Across the Middle East, Iran and Egypt have the cheapest accommodation, while Turkey, Jordan, Lebanon, and Israel and the Palestinian Territories will cost more.
- Hotels Hotels are everywhere. Even in smaller towns, there'll be a hotel, although choice may be limited. There's everything from artfully converted boutique hotels to Mediterranean resorts.
- Hostels You'll find a handful of hostels in larger towns and cities wherever tourists tend to congregate.
- Kibbutz guesthouses An Israeli speciality, with good locations and atmosphere.
- Camping Camping is possible in some countries, but it would be difficult build a trip around solely staying in campgrounds.
Camping in the Middle East is possible, but stick to officially sanctioned campsites – free camping is fraught with peril and prone to creating misunderstandings: many areas that are military or restricted zones aren’t always marked as such, and erecting a tent on an army firing range won’t be a highlight of your trip.
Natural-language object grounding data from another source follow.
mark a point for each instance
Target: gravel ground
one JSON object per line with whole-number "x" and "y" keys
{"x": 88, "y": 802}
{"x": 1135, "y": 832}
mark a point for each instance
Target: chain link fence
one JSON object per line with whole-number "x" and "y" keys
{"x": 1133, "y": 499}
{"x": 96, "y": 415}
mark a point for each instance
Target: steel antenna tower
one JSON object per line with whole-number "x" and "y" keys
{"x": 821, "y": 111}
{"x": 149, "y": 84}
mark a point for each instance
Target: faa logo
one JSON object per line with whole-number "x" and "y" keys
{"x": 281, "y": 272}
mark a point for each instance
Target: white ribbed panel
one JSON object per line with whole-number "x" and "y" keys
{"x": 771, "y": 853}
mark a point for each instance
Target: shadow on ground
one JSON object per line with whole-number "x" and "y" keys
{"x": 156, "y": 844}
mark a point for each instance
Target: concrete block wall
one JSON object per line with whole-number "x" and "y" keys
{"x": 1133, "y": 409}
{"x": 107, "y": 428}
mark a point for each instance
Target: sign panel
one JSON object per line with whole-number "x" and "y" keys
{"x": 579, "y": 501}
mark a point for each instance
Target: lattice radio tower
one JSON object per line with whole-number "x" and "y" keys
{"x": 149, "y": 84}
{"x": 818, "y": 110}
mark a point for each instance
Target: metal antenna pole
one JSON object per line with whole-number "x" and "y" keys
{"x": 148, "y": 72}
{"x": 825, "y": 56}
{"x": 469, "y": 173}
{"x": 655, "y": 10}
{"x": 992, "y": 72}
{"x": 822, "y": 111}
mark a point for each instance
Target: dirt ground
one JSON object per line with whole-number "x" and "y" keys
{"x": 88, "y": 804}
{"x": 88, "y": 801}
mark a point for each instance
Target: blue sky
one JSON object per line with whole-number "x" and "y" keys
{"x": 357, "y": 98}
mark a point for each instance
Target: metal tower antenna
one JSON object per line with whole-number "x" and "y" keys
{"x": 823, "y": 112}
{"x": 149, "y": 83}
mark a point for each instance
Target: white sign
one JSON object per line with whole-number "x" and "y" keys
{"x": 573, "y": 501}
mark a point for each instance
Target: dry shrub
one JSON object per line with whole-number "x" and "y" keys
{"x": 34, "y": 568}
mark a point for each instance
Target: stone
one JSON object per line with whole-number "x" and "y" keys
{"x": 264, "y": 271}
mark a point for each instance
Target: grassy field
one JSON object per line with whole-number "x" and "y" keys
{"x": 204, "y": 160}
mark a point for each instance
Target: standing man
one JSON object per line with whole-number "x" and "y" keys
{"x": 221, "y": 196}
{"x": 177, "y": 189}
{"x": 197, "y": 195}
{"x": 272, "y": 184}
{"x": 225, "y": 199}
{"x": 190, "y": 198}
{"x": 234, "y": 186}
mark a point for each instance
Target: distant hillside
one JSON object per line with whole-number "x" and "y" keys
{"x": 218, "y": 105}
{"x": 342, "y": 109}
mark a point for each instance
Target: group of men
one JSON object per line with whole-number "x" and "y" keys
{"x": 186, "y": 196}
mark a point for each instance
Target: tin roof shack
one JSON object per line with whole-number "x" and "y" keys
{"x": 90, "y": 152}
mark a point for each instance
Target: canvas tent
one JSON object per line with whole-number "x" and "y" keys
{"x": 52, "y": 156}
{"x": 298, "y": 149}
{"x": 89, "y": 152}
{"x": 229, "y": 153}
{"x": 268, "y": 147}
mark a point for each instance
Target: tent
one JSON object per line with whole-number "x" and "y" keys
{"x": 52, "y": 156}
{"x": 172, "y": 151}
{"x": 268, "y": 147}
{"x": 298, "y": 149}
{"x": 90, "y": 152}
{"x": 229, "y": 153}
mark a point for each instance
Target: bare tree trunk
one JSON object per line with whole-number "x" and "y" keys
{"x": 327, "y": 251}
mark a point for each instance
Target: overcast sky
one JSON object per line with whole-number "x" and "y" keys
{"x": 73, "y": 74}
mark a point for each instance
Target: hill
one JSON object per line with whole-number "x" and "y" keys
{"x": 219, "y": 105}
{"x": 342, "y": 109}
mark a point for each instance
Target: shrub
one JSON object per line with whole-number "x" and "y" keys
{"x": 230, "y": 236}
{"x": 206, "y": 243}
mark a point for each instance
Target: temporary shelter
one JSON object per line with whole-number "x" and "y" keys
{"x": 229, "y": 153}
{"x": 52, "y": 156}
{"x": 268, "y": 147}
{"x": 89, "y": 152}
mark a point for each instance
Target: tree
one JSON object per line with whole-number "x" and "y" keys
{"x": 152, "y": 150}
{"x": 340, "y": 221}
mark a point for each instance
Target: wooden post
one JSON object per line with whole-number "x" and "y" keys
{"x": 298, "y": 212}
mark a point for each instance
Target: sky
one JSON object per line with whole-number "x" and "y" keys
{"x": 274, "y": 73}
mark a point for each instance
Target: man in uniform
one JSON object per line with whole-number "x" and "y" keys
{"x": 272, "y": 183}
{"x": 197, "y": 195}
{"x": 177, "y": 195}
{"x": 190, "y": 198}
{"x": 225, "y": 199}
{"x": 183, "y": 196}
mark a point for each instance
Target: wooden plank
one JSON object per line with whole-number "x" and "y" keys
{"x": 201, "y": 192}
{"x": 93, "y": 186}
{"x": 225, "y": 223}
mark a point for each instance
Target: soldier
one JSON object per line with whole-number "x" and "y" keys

There are official camping grounds in Egypt, Lebanon, Turkey, and Israel and the Palestinian Territories.
There are youth hostels in Egypt, Israel and the Palestinian Territories, and Lebanon. It’s not usually necessary to hold a Hostelling International card to stay at these places, but it will often get you a small discount.
Along what's left of the old İstanbul-to-Cairo traveller route, you'll also find non-HI backpacker hostels, especially in Lebanon, Israel and Egypt. These are often dynamic hubs for travellers, with plenty of information on local attractions.
In hotels at the bottom end of the price scale, rooms are not always clean. In fact, let’s be honest: they can be downright filthy. Very cheap hotels are just dormitories where you’re crammed into a room with whoever else fronts up. The cheapest places are rarely suitable for women travelling alone. In Iran, male-dominated mosaferkhanehs (literally ‘travellers’ houses’) are basic hotels with dorms; expect shared bathrooms, squat toilets and no spoken English.
That said, elsewhere in the region there are some places that stand out, and while they may have no frills, nor do their shared bathrooms give any indication of the good health or otherwise of previous occupants. Some places treat you like a prince even as you pay the price of a pauper. The happy (and most common) medium is usually a room devoid of character, but containing basic, well-maintained facilities.
Midrange rooms have private bathrooms, usually with hot water, fans to stir the air, a bit more space to swing a backpack and (sometimes) TVs promising international satellite channels. These places are found throughout the region, with cities along well-worn traveller routes usually having the widest choice.
Hotels at the top end of the range have clean, self-contained rooms with hot showers and toilets that work all the time, not to mention satellite TV, shampoo and regularly washed towels in the bathrooms, air-con to provide refuge from the Middle Eastern sun and a few luxuries to lift the spirits.
An increasing (and entirely welcome) trend is the proliferation of tastefully designed boutique hotels that make a feature of traditional design.
Capitalising on their beautiful, usually rural locations, quite a few kibbutzim in Israel offer midrange guesthouse accommodation. Often constructed in the socialist era but significantly upgraded since, these establishments allow access to kibbutz facilities (including the swimming pool), have a laid-back vibe and serve deliciously fresh kibbutz-style breakfasts. For details and reservations, check out the Kibbutz Hotels Chain (www.kibbutz.co.il).